Foto: Maria Doval Ballet |
A poesia de Silvia Palaia
Silêncios
transbordada de silêncios estico as lembranças e escondo a tristeza embaixo do meu travesseiro bebo o elixir da esperança apanho meu sorriso na gaveta e guardo na bolsa amanheço. seis horas e quatro minutos.
*
Jura de Amor Eterno
prometo me manter descabelada de alegria prometo fingir que você não é a companhia que eu mais gosto prometo fingir que você não me faz falta. prometo não lhe contar que penso em você, antes de dormir prometo não lhe contar que penso em você, antes de acordar prometo enamorar-te enquanto enrolar seus dedos em meus cachos. prometo enamorar-te enquanto coubermos, sem transbordar.
*
O tempo
manter no tempo os sussurros parar o minuto da alegria compartilhada olhar para o ponteiro, do velho relógio da parede, e ser cúmplice do tic-tac silencioso, da madrugada ardente, dos beijos trocados em segredo da noite esquecida. do copo de leite. do pano cobrindo o fogão. do amor desembrulhando. da vida da gente.
*
La Llorona
vem, a porta está aberta vem, a mesa está arrumada: dois pratos. vem, deixei a melhor cadeira pra você. vem, fiz sua comida predileta (sem cebola) vem, o vinho é tinto, encorpado na temperatura que você gosta vem, chavela canta la llorona a voz é grave e melancólica (compramos o cd no méxico, lembra?) a casa azul: quase casamos por lá eram tantas cores... vem, o aroma está ótimo você sentirá do portão: cravo e toque de manjericão vem, o número é o mesmo a senha: abraço assim que o portão abrir já sabes o que fazer em frente: são dezenove passos vem, meu amor, depois a comida esfria a cantora cansa o vinho estraga vem, meu amor a vida não espera.
*
Maio
era noite
num maio qualquer
depois em julho
me alimentou de ternura
acariciou meus talentos
embebedou meus temores
e foi
disse que não cabia nos meus abraços
em julho
me envolveu com seu casaco
de veludo
matou meu frio
e foi
disse que seu tempo era curto
pros meus beijos longos.
meu corpo bastardo
apertado na cama,
do quarto dos fundos,
que me reservara
e minha alma sufocada
pela falta de luz
no corredor de teus olhos.
abri a janela
em setembro
e deixei a primavera entrar
desde então
não cabes no meu quarto
da frente,
nem em minha cama macia
onde deita um coração
encantado
que tem costurado seu sonho
ao meu.
*
Epílogo
I
hoje me olhas
com ar de desprezo
esquece do amor,
esconde o desejo
II
no meio da noite
na mesa de canto
o nosso lugar
te olho de lado
me chama pra perto
me faz suspirar
III
parado no poste
me olhava partir
gritou o meu nome
voltei apressada
é noite, morena
me leva pra casa.
IV
e nas noites sombrias
te espero calada
no sonho te vejo
te toco e te beijo
desperto assustada
e na cama vazia
quem tanto eu queria
não está ao meu lado.
Sílvia Palaia é meu nome.
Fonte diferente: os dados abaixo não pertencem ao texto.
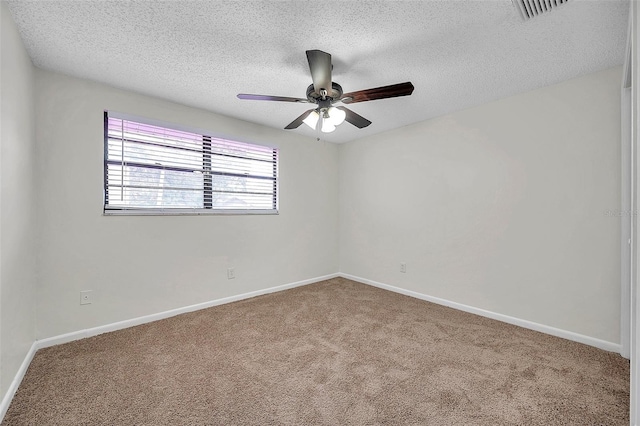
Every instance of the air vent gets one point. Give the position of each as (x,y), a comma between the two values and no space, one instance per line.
(531,8)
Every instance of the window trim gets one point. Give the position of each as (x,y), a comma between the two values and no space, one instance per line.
(183,211)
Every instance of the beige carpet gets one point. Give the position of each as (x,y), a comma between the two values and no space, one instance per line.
(331,353)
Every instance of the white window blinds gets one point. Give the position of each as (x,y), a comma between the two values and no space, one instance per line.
(157,170)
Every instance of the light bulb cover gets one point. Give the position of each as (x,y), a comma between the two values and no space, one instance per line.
(336,116)
(327,125)
(312,119)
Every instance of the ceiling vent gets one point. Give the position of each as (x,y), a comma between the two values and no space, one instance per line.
(531,8)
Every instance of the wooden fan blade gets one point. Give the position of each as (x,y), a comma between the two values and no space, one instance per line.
(393,91)
(298,121)
(270,98)
(320,67)
(356,119)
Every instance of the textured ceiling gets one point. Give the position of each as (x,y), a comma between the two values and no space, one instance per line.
(457,54)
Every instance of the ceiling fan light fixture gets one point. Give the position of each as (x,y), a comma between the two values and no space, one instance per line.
(336,116)
(327,125)
(312,119)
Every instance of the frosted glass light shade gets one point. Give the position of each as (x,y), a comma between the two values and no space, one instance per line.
(312,120)
(336,116)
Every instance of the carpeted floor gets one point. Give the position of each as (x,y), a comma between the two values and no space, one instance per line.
(331,353)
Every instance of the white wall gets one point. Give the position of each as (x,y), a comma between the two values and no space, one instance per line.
(143,265)
(17,197)
(500,207)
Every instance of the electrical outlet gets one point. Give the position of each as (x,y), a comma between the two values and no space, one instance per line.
(86,297)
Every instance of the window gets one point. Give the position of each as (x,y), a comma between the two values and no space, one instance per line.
(157,170)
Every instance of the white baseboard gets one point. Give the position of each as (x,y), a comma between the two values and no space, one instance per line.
(81,334)
(569,335)
(15,383)
(89,332)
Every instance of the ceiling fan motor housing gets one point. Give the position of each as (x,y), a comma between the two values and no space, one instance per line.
(334,95)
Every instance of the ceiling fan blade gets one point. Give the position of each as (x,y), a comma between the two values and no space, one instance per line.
(395,90)
(270,98)
(320,67)
(356,119)
(298,121)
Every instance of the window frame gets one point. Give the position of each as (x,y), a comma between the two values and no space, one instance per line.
(208,141)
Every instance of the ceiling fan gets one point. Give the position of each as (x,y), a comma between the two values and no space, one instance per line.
(324,93)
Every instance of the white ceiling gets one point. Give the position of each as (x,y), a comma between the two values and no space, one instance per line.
(457,54)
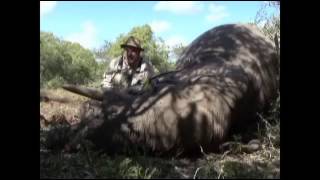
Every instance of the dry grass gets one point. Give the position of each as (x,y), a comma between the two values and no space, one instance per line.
(264,163)
(61,104)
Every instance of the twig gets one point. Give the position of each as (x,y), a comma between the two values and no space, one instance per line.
(90,159)
(195,174)
(221,171)
(225,153)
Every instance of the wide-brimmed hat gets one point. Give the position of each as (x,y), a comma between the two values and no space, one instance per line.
(132,42)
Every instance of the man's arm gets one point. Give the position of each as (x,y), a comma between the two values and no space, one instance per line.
(108,75)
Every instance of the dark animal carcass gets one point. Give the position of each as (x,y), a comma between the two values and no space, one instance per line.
(223,78)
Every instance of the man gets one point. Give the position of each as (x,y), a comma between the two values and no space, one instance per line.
(129,70)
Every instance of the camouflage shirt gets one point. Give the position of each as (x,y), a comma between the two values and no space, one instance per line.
(122,76)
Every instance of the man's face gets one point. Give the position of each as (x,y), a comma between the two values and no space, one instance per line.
(133,55)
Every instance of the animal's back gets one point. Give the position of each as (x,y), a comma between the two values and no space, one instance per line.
(231,48)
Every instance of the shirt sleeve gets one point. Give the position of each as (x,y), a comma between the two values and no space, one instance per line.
(108,75)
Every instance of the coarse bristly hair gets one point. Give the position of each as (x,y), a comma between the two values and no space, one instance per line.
(224,77)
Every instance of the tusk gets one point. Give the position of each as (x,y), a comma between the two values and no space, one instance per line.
(92,93)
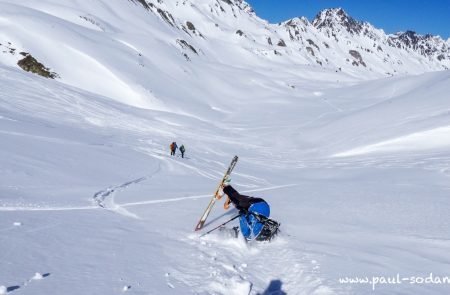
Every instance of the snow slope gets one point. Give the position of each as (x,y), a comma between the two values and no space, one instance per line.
(91,202)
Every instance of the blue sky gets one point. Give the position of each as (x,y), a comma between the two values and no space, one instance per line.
(422,16)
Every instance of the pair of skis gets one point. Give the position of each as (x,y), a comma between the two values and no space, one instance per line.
(217,196)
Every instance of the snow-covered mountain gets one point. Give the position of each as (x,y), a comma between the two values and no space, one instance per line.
(351,153)
(77,42)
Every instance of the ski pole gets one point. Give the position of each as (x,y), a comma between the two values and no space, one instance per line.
(208,232)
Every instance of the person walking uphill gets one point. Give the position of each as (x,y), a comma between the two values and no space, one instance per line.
(173,148)
(182,150)
(254,220)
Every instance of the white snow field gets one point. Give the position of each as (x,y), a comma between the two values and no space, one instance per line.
(91,202)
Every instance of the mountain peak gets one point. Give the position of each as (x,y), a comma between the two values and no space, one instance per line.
(336,18)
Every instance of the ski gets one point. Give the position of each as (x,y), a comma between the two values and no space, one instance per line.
(216,195)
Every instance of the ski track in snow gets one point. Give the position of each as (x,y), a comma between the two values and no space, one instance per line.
(233,266)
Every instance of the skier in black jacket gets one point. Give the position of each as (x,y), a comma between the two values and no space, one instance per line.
(254,220)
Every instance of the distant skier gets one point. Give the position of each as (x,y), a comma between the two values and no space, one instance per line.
(254,215)
(173,148)
(182,150)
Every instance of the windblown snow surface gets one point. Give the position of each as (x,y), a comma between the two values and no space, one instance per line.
(357,173)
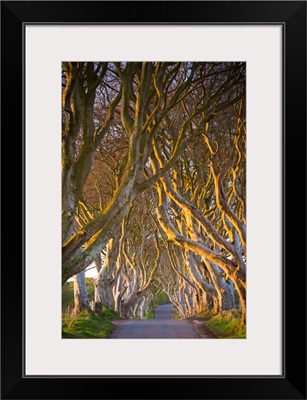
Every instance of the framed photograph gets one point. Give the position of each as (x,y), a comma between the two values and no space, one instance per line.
(163,155)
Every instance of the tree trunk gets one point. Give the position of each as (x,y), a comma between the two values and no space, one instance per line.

Tenho 54 anos de
intensidade e rebeldia. Sou socióloga e historiadora – com especialização em
Historiografia e Cultura. Minha vida quase todo tempo foi pra explicar. Minha
fala é minha ferramenta de luta e de amor. Escrevo porque é o que faz sentido
na minha vida. É minha outra fala. A da alma em estado bruto. Também sou mãe do Pedro e do André e
mulher do Heitor – companheiro da maturidade, da arte e da vida.